"Engineering Evil" a new compelling special premiering November 15, illuminates...

"Engineering Evil" a new compelling special premiering November 15, illuminates how the Holocaust was planned and executed. This photo shows a oven in Buchenwald. Credit: History /

THE DOCUMENTARY

"Engineering Evil"

WHEN | WHERE

Tomorrow at 9 p.m. on History

REASON TO WATCH

An intense overview of the Holocaust

WHAT IT'S ABOUT

Michael Berenbaum, historian and a founder of the Holocaust Memorial Museum, says that to understand the Holocaust, six key terms must be understood -- definition, expropriation, concentration, Einsatzgruppen, deportation and death camps. Each term becomes the subhead for a specific section -- the Einsatzgruppen part, for example, looks at the roving paramilitary death squads responsible for the murder of millions in random or almost impromptu settings like Babi Yar.

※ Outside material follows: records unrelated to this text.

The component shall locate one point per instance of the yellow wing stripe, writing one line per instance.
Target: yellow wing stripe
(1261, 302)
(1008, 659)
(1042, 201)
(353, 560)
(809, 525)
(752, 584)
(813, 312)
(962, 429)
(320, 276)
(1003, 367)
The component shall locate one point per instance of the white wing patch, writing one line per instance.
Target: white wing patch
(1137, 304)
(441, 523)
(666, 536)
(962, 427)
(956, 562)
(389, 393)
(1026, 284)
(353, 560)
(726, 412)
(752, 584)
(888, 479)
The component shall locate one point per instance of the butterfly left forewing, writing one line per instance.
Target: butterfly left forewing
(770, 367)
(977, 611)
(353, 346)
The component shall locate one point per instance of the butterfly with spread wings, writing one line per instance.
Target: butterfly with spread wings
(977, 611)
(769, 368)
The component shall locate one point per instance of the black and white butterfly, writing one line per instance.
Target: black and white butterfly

Auschwitz and Buchenwald are in the section on "death camps," and so on. There is a heavy emphasis on statistics -- the banality of numbers, if you will -- and engineering, specifically the rail transportation of Jews to outposts in occupied territory. Berenbaum also speaks to the sense some must have when visiting places where the perpetrators and victims have long since disappeared: "You see something, but you see something that is also not there. If you don't see something, that looms for you in an extraordinary way." The film often fills in those lost images.

MY SAY

"Engineering Evil" is well produced but not particularly well focused -- a flaw that tends to drain it of power and even emotion at inopportune moments. It has a perfectly understandable impulse to want to tell viewers everything because there is so much to tell. But there is, in fact, too much to tell over the course of a 90-plus-minute documentary -- and it has been told in other Holocaust films by Erik Nelson, who also produced this.

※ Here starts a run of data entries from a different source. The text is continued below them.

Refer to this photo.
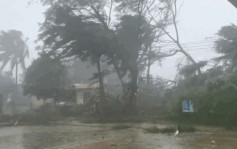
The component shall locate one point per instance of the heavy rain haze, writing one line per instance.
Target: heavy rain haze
(118, 74)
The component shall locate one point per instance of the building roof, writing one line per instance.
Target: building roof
(86, 86)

"Engineering Evil" is filled with many details that, after a while, tend to exert their own morbid fascination -- probably not the best reaction you want in viewers -- when just a few might suffice. Take the brief and powerful discussion of Sobibor: Cameras follow an elderly man who points to an open meadow where a barracks once stood, and suddenly, the whole camp is re-created. It's a stunning visual sequence, but what of this man and what else does he have to say? The film rushes on. I wish I could tell you.

BOTTOM LINE

A sprawling look at human history's greatest crime that will leave you drained and depleted -- yet with the nagging sense that there is so much more to tell.